Fabienne Colas : Il semble y avoir une prise de conscience plus grande qu’autrefois du fait qu’il existe un manque de diversité à tous les niveaux dans notre société, c’est un bon début. Au niveau de la télévision par exemple : Il y a une volonté de la part de certains télédiffuseurs à refléter un tant soit peu la diversité à l’écran. Cette volonté les pousse à multiplier les comités affectés à la diversité au sein de leurs réseaux. Aujourd’hui, nous avons fait du chemin puisque le mot diversité est sur toutes les lèvres. Reconnaître le problème est le début de la solution, dit-on ! Mais une volonté qui n’est pas soutenue par des actions concrètes ne vaut pas grand-chose.

Un des obstacles est que, pour certains, refléter la diversité à l’écran est une bonne action charitable, alors qu’au contraire, c’est aller chercher une part de marché qui va directement aux chaines américaines ; c’est un bassin de consommateurs importants et sans cesse grandissants. C’est aussi refléter la réalité démographique de notre société à l’écran. Au niveau du marché de l’emploi, c’est aussi aller chercher une expertise étrangère, des employés multilingues etc. On peut dire que les banques ont été les chefs de file dans l’embauche des minorités, elles ont compris que c’était une part de marchés important.

De façon générale, il y a de petits pas qui ont été franchis mais la route est tellement longue qu’il nous faut faire des pas de géants accélérés pour y arriver ; et il faut un effort collectif. Les gens issus des minorités doivent aussi être proactifs ; se faire voir et entendre ; soumettre des projets et frapper à toutes les portes.

De notre côté, nous avons obtenu deux licences de télévision du CRTC pour deux chaînes spécialisés, Diversité TV et Bon Goût TV, ce sera notre contribution.

Victor Teboul : Quelle est la mission de ces chaînes et quelle en sera la programmation ?

Fabienne Colas : Ces deux chaînes auront pour mandat principal la diversité devant et derrière la caméra.
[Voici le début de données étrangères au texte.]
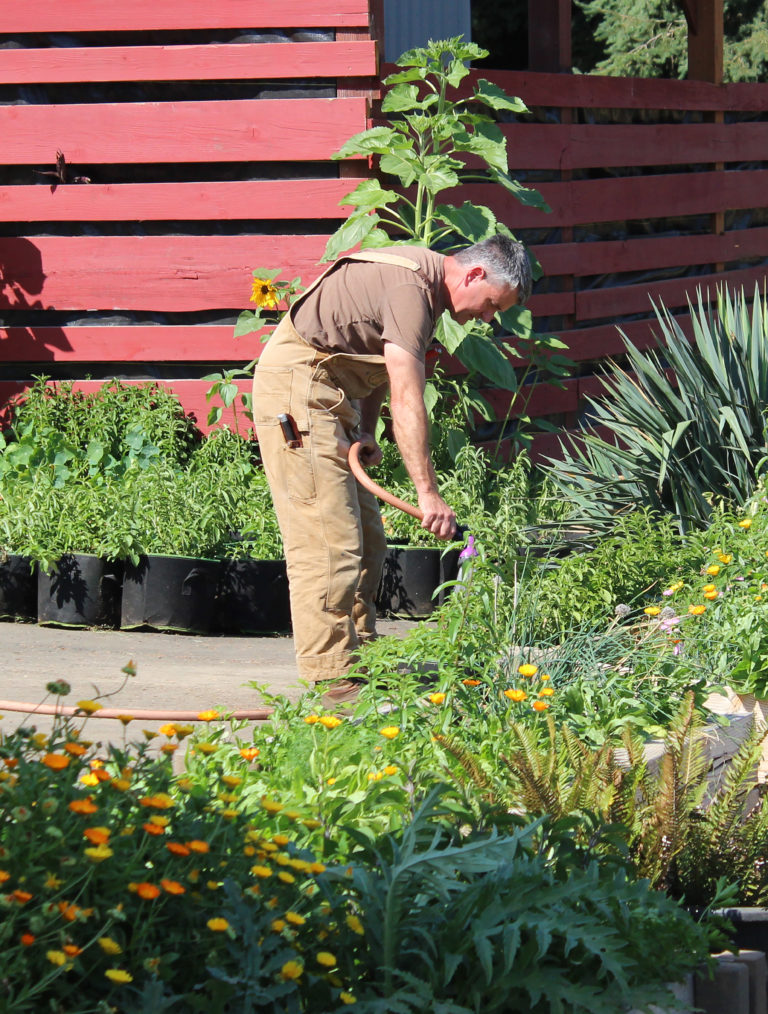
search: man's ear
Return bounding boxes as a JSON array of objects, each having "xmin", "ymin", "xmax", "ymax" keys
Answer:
[{"xmin": 464, "ymin": 264, "xmax": 485, "ymax": 285}]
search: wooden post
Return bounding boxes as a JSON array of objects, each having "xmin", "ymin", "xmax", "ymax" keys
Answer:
[
  {"xmin": 528, "ymin": 0, "xmax": 568, "ymax": 74},
  {"xmin": 679, "ymin": 0, "xmax": 722, "ymax": 84}
]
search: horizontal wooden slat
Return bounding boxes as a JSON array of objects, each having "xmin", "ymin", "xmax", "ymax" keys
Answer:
[
  {"xmin": 0, "ymin": 41, "xmax": 376, "ymax": 84},
  {"xmin": 0, "ymin": 177, "xmax": 361, "ymax": 222},
  {"xmin": 0, "ymin": 0, "xmax": 368, "ymax": 33},
  {"xmin": 452, "ymin": 170, "xmax": 768, "ymax": 229},
  {"xmin": 575, "ymin": 265, "xmax": 768, "ymax": 320},
  {"xmin": 502, "ymin": 123, "xmax": 768, "ymax": 170},
  {"xmin": 0, "ymin": 379, "xmax": 242, "ymax": 436},
  {"xmin": 0, "ymin": 324, "xmax": 258, "ymax": 363},
  {"xmin": 460, "ymin": 64, "xmax": 768, "ymax": 113},
  {"xmin": 0, "ymin": 97, "xmax": 366, "ymax": 166},
  {"xmin": 532, "ymin": 226, "xmax": 768, "ymax": 277},
  {"xmin": 0, "ymin": 235, "xmax": 328, "ymax": 312}
]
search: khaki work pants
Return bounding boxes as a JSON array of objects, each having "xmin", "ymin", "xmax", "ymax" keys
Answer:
[{"xmin": 254, "ymin": 314, "xmax": 387, "ymax": 681}]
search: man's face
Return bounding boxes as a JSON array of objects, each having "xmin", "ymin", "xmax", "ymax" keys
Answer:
[{"xmin": 448, "ymin": 267, "xmax": 517, "ymax": 323}]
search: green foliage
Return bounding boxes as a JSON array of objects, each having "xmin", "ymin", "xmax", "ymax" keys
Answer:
[
  {"xmin": 328, "ymin": 797, "xmax": 708, "ymax": 1014},
  {"xmin": 574, "ymin": 0, "xmax": 768, "ymax": 81},
  {"xmin": 550, "ymin": 288, "xmax": 768, "ymax": 530}
]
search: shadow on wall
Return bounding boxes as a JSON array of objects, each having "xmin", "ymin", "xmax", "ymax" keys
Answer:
[{"xmin": 0, "ymin": 236, "xmax": 72, "ymax": 363}]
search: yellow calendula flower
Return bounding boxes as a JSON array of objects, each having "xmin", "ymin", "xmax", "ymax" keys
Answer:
[
  {"xmin": 83, "ymin": 845, "xmax": 115, "ymax": 863},
  {"xmin": 280, "ymin": 961, "xmax": 304, "ymax": 981},
  {"xmin": 77, "ymin": 701, "xmax": 101, "ymax": 715},
  {"xmin": 504, "ymin": 690, "xmax": 528, "ymax": 702},
  {"xmin": 104, "ymin": 968, "xmax": 133, "ymax": 986},
  {"xmin": 251, "ymin": 278, "xmax": 280, "ymax": 310}
]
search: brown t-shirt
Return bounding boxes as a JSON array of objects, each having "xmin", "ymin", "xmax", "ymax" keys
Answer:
[{"xmin": 291, "ymin": 246, "xmax": 444, "ymax": 360}]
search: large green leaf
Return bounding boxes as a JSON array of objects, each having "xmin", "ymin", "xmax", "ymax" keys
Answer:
[
  {"xmin": 456, "ymin": 335, "xmax": 517, "ymax": 391},
  {"xmin": 475, "ymin": 78, "xmax": 528, "ymax": 113}
]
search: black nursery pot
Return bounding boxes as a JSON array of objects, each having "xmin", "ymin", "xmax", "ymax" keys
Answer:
[
  {"xmin": 37, "ymin": 553, "xmax": 123, "ymax": 627},
  {"xmin": 120, "ymin": 556, "xmax": 221, "ymax": 634},
  {"xmin": 0, "ymin": 554, "xmax": 38, "ymax": 620},
  {"xmin": 376, "ymin": 546, "xmax": 459, "ymax": 619},
  {"xmin": 215, "ymin": 560, "xmax": 291, "ymax": 634}
]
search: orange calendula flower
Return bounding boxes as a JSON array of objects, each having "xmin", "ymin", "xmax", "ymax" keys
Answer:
[
  {"xmin": 136, "ymin": 881, "xmax": 160, "ymax": 901},
  {"xmin": 187, "ymin": 839, "xmax": 211, "ymax": 854},
  {"xmin": 82, "ymin": 827, "xmax": 112, "ymax": 845},
  {"xmin": 504, "ymin": 690, "xmax": 528, "ymax": 702},
  {"xmin": 67, "ymin": 796, "xmax": 98, "ymax": 814},
  {"xmin": 160, "ymin": 877, "xmax": 187, "ymax": 894},
  {"xmin": 251, "ymin": 278, "xmax": 280, "ymax": 310},
  {"xmin": 83, "ymin": 845, "xmax": 115, "ymax": 863}
]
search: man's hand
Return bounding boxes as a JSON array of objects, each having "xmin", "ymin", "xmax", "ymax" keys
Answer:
[
  {"xmin": 419, "ymin": 493, "xmax": 457, "ymax": 540},
  {"xmin": 360, "ymin": 433, "xmax": 381, "ymax": 468}
]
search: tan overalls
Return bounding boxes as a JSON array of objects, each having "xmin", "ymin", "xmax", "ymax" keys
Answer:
[{"xmin": 254, "ymin": 250, "xmax": 419, "ymax": 681}]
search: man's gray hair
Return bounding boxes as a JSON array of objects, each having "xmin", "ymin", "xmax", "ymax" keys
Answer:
[{"xmin": 453, "ymin": 235, "xmax": 534, "ymax": 306}]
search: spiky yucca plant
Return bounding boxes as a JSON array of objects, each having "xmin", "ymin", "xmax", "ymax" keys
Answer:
[
  {"xmin": 549, "ymin": 287, "xmax": 768, "ymax": 530},
  {"xmin": 435, "ymin": 693, "xmax": 768, "ymax": 906}
]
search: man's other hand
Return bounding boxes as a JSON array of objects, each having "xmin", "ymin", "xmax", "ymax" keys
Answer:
[{"xmin": 419, "ymin": 493, "xmax": 457, "ymax": 541}]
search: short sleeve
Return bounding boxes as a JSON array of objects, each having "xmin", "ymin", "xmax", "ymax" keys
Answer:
[{"xmin": 381, "ymin": 283, "xmax": 434, "ymax": 360}]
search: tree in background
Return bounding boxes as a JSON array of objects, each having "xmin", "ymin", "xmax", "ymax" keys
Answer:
[
  {"xmin": 472, "ymin": 0, "xmax": 768, "ymax": 81},
  {"xmin": 573, "ymin": 0, "xmax": 768, "ymax": 81}
]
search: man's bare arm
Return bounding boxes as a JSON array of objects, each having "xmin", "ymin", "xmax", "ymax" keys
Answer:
[{"xmin": 385, "ymin": 342, "xmax": 456, "ymax": 538}]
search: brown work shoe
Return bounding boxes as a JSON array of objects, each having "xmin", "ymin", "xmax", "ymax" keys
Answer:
[{"xmin": 317, "ymin": 679, "xmax": 365, "ymax": 708}]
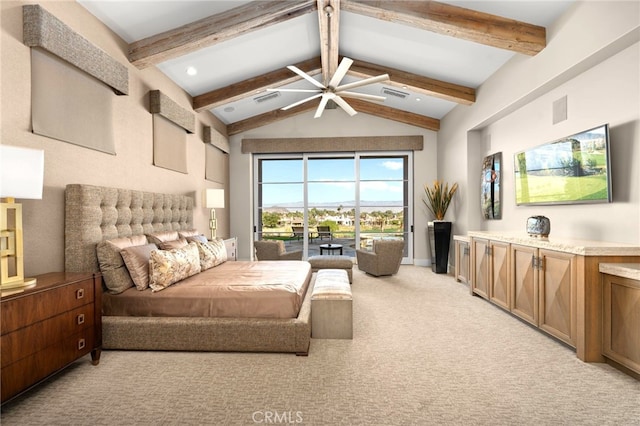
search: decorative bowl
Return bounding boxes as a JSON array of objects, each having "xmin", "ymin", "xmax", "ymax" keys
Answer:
[{"xmin": 527, "ymin": 216, "xmax": 551, "ymax": 238}]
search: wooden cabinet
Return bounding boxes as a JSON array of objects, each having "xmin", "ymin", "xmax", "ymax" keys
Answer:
[
  {"xmin": 469, "ymin": 232, "xmax": 640, "ymax": 362},
  {"xmin": 453, "ymin": 235, "xmax": 471, "ymax": 284},
  {"xmin": 471, "ymin": 238, "xmax": 510, "ymax": 310},
  {"xmin": 537, "ymin": 249, "xmax": 577, "ymax": 347},
  {"xmin": 0, "ymin": 272, "xmax": 102, "ymax": 402},
  {"xmin": 600, "ymin": 263, "xmax": 640, "ymax": 378},
  {"xmin": 224, "ymin": 237, "xmax": 238, "ymax": 260}
]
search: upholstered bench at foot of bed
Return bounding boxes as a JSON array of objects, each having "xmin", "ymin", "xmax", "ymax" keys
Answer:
[
  {"xmin": 311, "ymin": 269, "xmax": 353, "ymax": 339},
  {"xmin": 308, "ymin": 255, "xmax": 353, "ymax": 283}
]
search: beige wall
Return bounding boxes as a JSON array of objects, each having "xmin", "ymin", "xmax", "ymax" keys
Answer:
[
  {"xmin": 438, "ymin": 1, "xmax": 640, "ymax": 244},
  {"xmin": 0, "ymin": 1, "xmax": 229, "ymax": 275}
]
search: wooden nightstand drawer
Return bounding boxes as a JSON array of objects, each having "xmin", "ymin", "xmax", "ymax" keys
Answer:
[
  {"xmin": 2, "ymin": 304, "xmax": 94, "ymax": 368},
  {"xmin": 2, "ymin": 329, "xmax": 95, "ymax": 402},
  {"xmin": 0, "ymin": 278, "xmax": 94, "ymax": 335},
  {"xmin": 0, "ymin": 272, "xmax": 102, "ymax": 403}
]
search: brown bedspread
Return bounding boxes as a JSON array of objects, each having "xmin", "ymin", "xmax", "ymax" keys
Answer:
[{"xmin": 102, "ymin": 261, "xmax": 311, "ymax": 318}]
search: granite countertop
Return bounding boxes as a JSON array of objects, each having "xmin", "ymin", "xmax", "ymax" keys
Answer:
[
  {"xmin": 600, "ymin": 263, "xmax": 640, "ymax": 281},
  {"xmin": 468, "ymin": 231, "xmax": 640, "ymax": 256}
]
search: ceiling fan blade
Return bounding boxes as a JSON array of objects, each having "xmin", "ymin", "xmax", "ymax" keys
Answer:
[
  {"xmin": 340, "ymin": 90, "xmax": 387, "ymax": 102},
  {"xmin": 267, "ymin": 89, "xmax": 322, "ymax": 93},
  {"xmin": 313, "ymin": 93, "xmax": 330, "ymax": 118},
  {"xmin": 281, "ymin": 93, "xmax": 322, "ymax": 111},
  {"xmin": 329, "ymin": 57, "xmax": 353, "ymax": 87},
  {"xmin": 287, "ymin": 65, "xmax": 326, "ymax": 89},
  {"xmin": 333, "ymin": 96, "xmax": 358, "ymax": 117},
  {"xmin": 336, "ymin": 74, "xmax": 389, "ymax": 92}
]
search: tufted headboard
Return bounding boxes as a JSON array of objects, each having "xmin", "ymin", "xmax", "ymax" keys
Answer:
[{"xmin": 64, "ymin": 184, "xmax": 193, "ymax": 272}]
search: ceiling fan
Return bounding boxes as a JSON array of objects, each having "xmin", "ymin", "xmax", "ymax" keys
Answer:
[{"xmin": 267, "ymin": 57, "xmax": 389, "ymax": 118}]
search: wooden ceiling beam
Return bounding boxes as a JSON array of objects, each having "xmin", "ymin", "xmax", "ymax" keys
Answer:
[
  {"xmin": 348, "ymin": 58, "xmax": 476, "ymax": 105},
  {"xmin": 317, "ymin": 0, "xmax": 340, "ymax": 86},
  {"xmin": 345, "ymin": 98, "xmax": 440, "ymax": 132},
  {"xmin": 227, "ymin": 102, "xmax": 318, "ymax": 136},
  {"xmin": 342, "ymin": 0, "xmax": 547, "ymax": 56},
  {"xmin": 193, "ymin": 57, "xmax": 321, "ymax": 112},
  {"xmin": 129, "ymin": 0, "xmax": 317, "ymax": 69}
]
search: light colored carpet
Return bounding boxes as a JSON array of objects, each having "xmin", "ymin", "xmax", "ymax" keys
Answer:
[{"xmin": 1, "ymin": 266, "xmax": 640, "ymax": 425}]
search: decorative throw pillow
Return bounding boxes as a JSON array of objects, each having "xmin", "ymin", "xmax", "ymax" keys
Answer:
[
  {"xmin": 120, "ymin": 243, "xmax": 158, "ymax": 290},
  {"xmin": 147, "ymin": 231, "xmax": 179, "ymax": 247},
  {"xmin": 158, "ymin": 238, "xmax": 189, "ymax": 250},
  {"xmin": 196, "ymin": 238, "xmax": 227, "ymax": 270},
  {"xmin": 96, "ymin": 235, "xmax": 147, "ymax": 294},
  {"xmin": 149, "ymin": 243, "xmax": 201, "ymax": 292},
  {"xmin": 187, "ymin": 235, "xmax": 209, "ymax": 243}
]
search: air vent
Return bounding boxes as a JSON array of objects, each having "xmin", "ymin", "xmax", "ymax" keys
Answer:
[
  {"xmin": 253, "ymin": 92, "xmax": 280, "ymax": 104},
  {"xmin": 382, "ymin": 87, "xmax": 409, "ymax": 99}
]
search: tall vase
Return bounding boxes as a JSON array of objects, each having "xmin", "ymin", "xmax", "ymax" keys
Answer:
[{"xmin": 427, "ymin": 220, "xmax": 452, "ymax": 274}]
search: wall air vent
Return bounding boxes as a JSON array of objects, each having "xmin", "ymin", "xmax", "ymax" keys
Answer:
[
  {"xmin": 253, "ymin": 92, "xmax": 280, "ymax": 104},
  {"xmin": 382, "ymin": 87, "xmax": 409, "ymax": 99}
]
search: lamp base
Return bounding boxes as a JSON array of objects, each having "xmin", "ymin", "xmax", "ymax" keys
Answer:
[{"xmin": 0, "ymin": 278, "xmax": 38, "ymax": 291}]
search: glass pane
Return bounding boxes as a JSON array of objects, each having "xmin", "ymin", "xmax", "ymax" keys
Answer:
[
  {"xmin": 360, "ymin": 157, "xmax": 406, "ymax": 180},
  {"xmin": 259, "ymin": 159, "xmax": 304, "ymax": 181},
  {"xmin": 307, "ymin": 158, "xmax": 356, "ymax": 182},
  {"xmin": 260, "ymin": 183, "xmax": 303, "ymax": 209}
]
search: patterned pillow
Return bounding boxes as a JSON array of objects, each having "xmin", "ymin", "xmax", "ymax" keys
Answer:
[
  {"xmin": 147, "ymin": 231, "xmax": 178, "ymax": 247},
  {"xmin": 196, "ymin": 238, "xmax": 227, "ymax": 271},
  {"xmin": 158, "ymin": 238, "xmax": 188, "ymax": 250},
  {"xmin": 149, "ymin": 243, "xmax": 201, "ymax": 292},
  {"xmin": 96, "ymin": 235, "xmax": 147, "ymax": 294},
  {"xmin": 120, "ymin": 244, "xmax": 158, "ymax": 290}
]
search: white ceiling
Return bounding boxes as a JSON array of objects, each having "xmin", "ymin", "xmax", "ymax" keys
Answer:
[{"xmin": 78, "ymin": 0, "xmax": 573, "ymax": 130}]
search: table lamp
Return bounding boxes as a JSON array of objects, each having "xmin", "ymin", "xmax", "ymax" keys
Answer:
[
  {"xmin": 204, "ymin": 189, "xmax": 224, "ymax": 240},
  {"xmin": 0, "ymin": 145, "xmax": 44, "ymax": 290}
]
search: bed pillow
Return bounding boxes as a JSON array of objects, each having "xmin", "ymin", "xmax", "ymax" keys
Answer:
[
  {"xmin": 120, "ymin": 243, "xmax": 158, "ymax": 291},
  {"xmin": 149, "ymin": 243, "xmax": 201, "ymax": 292},
  {"xmin": 147, "ymin": 231, "xmax": 179, "ymax": 247},
  {"xmin": 196, "ymin": 238, "xmax": 227, "ymax": 271},
  {"xmin": 178, "ymin": 229, "xmax": 208, "ymax": 243},
  {"xmin": 158, "ymin": 238, "xmax": 189, "ymax": 250},
  {"xmin": 96, "ymin": 235, "xmax": 147, "ymax": 294}
]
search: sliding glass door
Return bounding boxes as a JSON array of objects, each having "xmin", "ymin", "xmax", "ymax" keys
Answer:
[{"xmin": 254, "ymin": 153, "xmax": 412, "ymax": 258}]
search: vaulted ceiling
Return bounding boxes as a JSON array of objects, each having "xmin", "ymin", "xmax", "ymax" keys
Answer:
[{"xmin": 78, "ymin": 0, "xmax": 572, "ymax": 135}]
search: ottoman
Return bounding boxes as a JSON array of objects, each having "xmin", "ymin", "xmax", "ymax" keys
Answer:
[
  {"xmin": 308, "ymin": 255, "xmax": 353, "ymax": 283},
  {"xmin": 311, "ymin": 269, "xmax": 353, "ymax": 339}
]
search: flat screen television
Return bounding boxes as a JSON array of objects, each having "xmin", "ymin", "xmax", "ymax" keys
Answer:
[{"xmin": 514, "ymin": 124, "xmax": 612, "ymax": 205}]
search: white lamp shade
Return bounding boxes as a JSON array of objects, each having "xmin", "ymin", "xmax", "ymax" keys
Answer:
[
  {"xmin": 204, "ymin": 189, "xmax": 224, "ymax": 209},
  {"xmin": 0, "ymin": 145, "xmax": 44, "ymax": 200}
]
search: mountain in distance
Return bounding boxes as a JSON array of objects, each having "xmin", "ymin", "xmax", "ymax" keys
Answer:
[{"xmin": 263, "ymin": 200, "xmax": 402, "ymax": 213}]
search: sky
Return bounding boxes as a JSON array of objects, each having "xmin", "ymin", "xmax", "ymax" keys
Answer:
[{"xmin": 262, "ymin": 157, "xmax": 404, "ymax": 208}]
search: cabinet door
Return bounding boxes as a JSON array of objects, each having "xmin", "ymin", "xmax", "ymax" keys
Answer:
[
  {"xmin": 489, "ymin": 241, "xmax": 511, "ymax": 310},
  {"xmin": 471, "ymin": 238, "xmax": 489, "ymax": 299},
  {"xmin": 538, "ymin": 249, "xmax": 577, "ymax": 347},
  {"xmin": 455, "ymin": 240, "xmax": 471, "ymax": 283},
  {"xmin": 511, "ymin": 244, "xmax": 538, "ymax": 327}
]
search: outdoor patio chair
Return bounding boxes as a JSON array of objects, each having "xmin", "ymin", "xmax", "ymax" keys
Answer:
[
  {"xmin": 316, "ymin": 225, "xmax": 333, "ymax": 240},
  {"xmin": 356, "ymin": 240, "xmax": 404, "ymax": 277},
  {"xmin": 253, "ymin": 240, "xmax": 302, "ymax": 260}
]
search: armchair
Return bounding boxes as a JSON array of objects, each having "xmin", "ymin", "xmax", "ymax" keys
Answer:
[
  {"xmin": 356, "ymin": 240, "xmax": 404, "ymax": 277},
  {"xmin": 253, "ymin": 240, "xmax": 302, "ymax": 260}
]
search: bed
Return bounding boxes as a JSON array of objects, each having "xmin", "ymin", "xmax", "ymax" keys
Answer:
[{"xmin": 65, "ymin": 184, "xmax": 315, "ymax": 355}]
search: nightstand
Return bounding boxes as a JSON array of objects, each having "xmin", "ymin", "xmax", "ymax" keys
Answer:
[{"xmin": 0, "ymin": 272, "xmax": 102, "ymax": 403}]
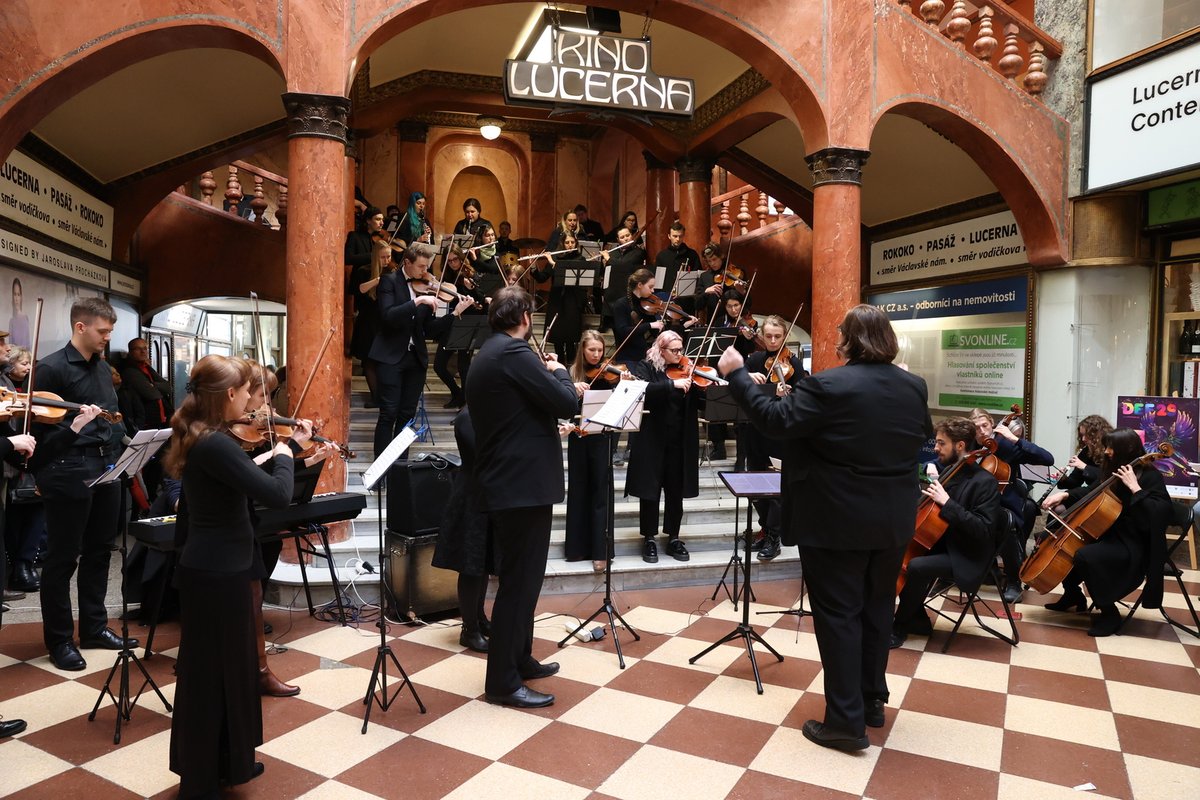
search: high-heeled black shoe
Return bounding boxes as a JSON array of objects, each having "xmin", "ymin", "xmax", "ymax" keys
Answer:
[
  {"xmin": 1087, "ymin": 606, "xmax": 1121, "ymax": 636},
  {"xmin": 1046, "ymin": 587, "xmax": 1087, "ymax": 614}
]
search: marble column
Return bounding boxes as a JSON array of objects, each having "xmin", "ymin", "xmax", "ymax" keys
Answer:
[
  {"xmin": 638, "ymin": 150, "xmax": 677, "ymax": 261},
  {"xmin": 667, "ymin": 158, "xmax": 714, "ymax": 253},
  {"xmin": 805, "ymin": 148, "xmax": 870, "ymax": 372},
  {"xmin": 283, "ymin": 92, "xmax": 354, "ymax": 513}
]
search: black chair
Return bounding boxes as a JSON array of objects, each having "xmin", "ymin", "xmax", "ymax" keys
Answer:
[
  {"xmin": 925, "ymin": 509, "xmax": 1021, "ymax": 652},
  {"xmin": 1116, "ymin": 503, "xmax": 1200, "ymax": 638}
]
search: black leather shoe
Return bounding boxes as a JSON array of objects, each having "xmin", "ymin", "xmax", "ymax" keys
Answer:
[
  {"xmin": 10, "ymin": 561, "xmax": 42, "ymax": 591},
  {"xmin": 802, "ymin": 720, "xmax": 871, "ymax": 752},
  {"xmin": 50, "ymin": 642, "xmax": 88, "ymax": 672},
  {"xmin": 79, "ymin": 627, "xmax": 138, "ymax": 650},
  {"xmin": 520, "ymin": 661, "xmax": 558, "ymax": 680},
  {"xmin": 667, "ymin": 539, "xmax": 691, "ymax": 561},
  {"xmin": 642, "ymin": 536, "xmax": 659, "ymax": 564},
  {"xmin": 458, "ymin": 630, "xmax": 487, "ymax": 652},
  {"xmin": 0, "ymin": 720, "xmax": 25, "ymax": 739},
  {"xmin": 484, "ymin": 686, "xmax": 554, "ymax": 709},
  {"xmin": 864, "ymin": 698, "xmax": 887, "ymax": 728}
]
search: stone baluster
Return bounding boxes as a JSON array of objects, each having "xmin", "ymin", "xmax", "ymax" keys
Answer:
[
  {"xmin": 250, "ymin": 175, "xmax": 271, "ymax": 228},
  {"xmin": 1025, "ymin": 42, "xmax": 1049, "ymax": 97},
  {"xmin": 226, "ymin": 164, "xmax": 244, "ymax": 216},
  {"xmin": 920, "ymin": 0, "xmax": 946, "ymax": 28},
  {"xmin": 971, "ymin": 6, "xmax": 1000, "ymax": 61},
  {"xmin": 275, "ymin": 184, "xmax": 288, "ymax": 230},
  {"xmin": 738, "ymin": 194, "xmax": 751, "ymax": 236},
  {"xmin": 946, "ymin": 0, "xmax": 971, "ymax": 44},
  {"xmin": 200, "ymin": 169, "xmax": 217, "ymax": 205},
  {"xmin": 716, "ymin": 200, "xmax": 733, "ymax": 240},
  {"xmin": 996, "ymin": 23, "xmax": 1025, "ymax": 80}
]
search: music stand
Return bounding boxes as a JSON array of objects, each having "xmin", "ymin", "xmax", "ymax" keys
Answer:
[
  {"xmin": 688, "ymin": 473, "xmax": 784, "ymax": 694},
  {"xmin": 558, "ymin": 380, "xmax": 647, "ymax": 669},
  {"xmin": 362, "ymin": 431, "xmax": 425, "ymax": 734},
  {"xmin": 88, "ymin": 428, "xmax": 172, "ymax": 745}
]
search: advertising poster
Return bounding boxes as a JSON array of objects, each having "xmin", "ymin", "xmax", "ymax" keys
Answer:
[{"xmin": 1116, "ymin": 395, "xmax": 1200, "ymax": 500}]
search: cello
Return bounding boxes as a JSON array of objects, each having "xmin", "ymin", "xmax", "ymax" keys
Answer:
[{"xmin": 1021, "ymin": 441, "xmax": 1175, "ymax": 595}]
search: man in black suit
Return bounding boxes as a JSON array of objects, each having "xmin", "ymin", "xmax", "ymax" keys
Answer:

Diversité TV, dont le titre est temporaire, aura une programmation plus diversifiée et généraliste que Bon Goût TV, qui sera axée sur la cuisine exotique. Les deux diffuseront leurs émissions en français et seront lancées d’ici 2015.

Victor Teboul : On affirme souvent que la société québécoise est une société ouverte et tolérante. Pourtant, la télévision québécoise continue de projeter une image plus souvent monolithique que pluraliste de notre société. Comment expliquez-vous cette contradiction ?

Fabienne Colas : Il faut en effet faire une distinction. La société québécoise est d’une ouverture d’esprit exemplaire mais les grands décideurs derrière les chaines de télévision  montrent moins d’ouverture par rapport à la diversité à l’écran. Les Québécois tant à Montréal qu’en régions sont nombreux à regarder la télé américaine, à voyager à l’étranger, à faire de l’adoption internationale; beaucoup aiment bien manger mexicain, créole, italien ou chinois, danser la salsa ou la samba ou aux rythmes de la Compagnie Créole; apprendre l’espagnol, fêter la Saint-Patrick, participer au défilé de la Carifiesta, assister aux festivals multiculturels tel que le Festival International du Film Black de Montréal, le Festival du Monde Arabe. C’est de l’ouverture d’esprit !

Malheureusement, les grands réseaux semblent encore penser, en 2012, que diversifier leur programmation feraient fuir leur public traditionnel. Par ailleurs, cette peur les empêche d’aller chercher toute une autre partie grandissante de la population qui ne se voit pas dans les chaînes québécoises francophones et qui constitue une part de marché importante.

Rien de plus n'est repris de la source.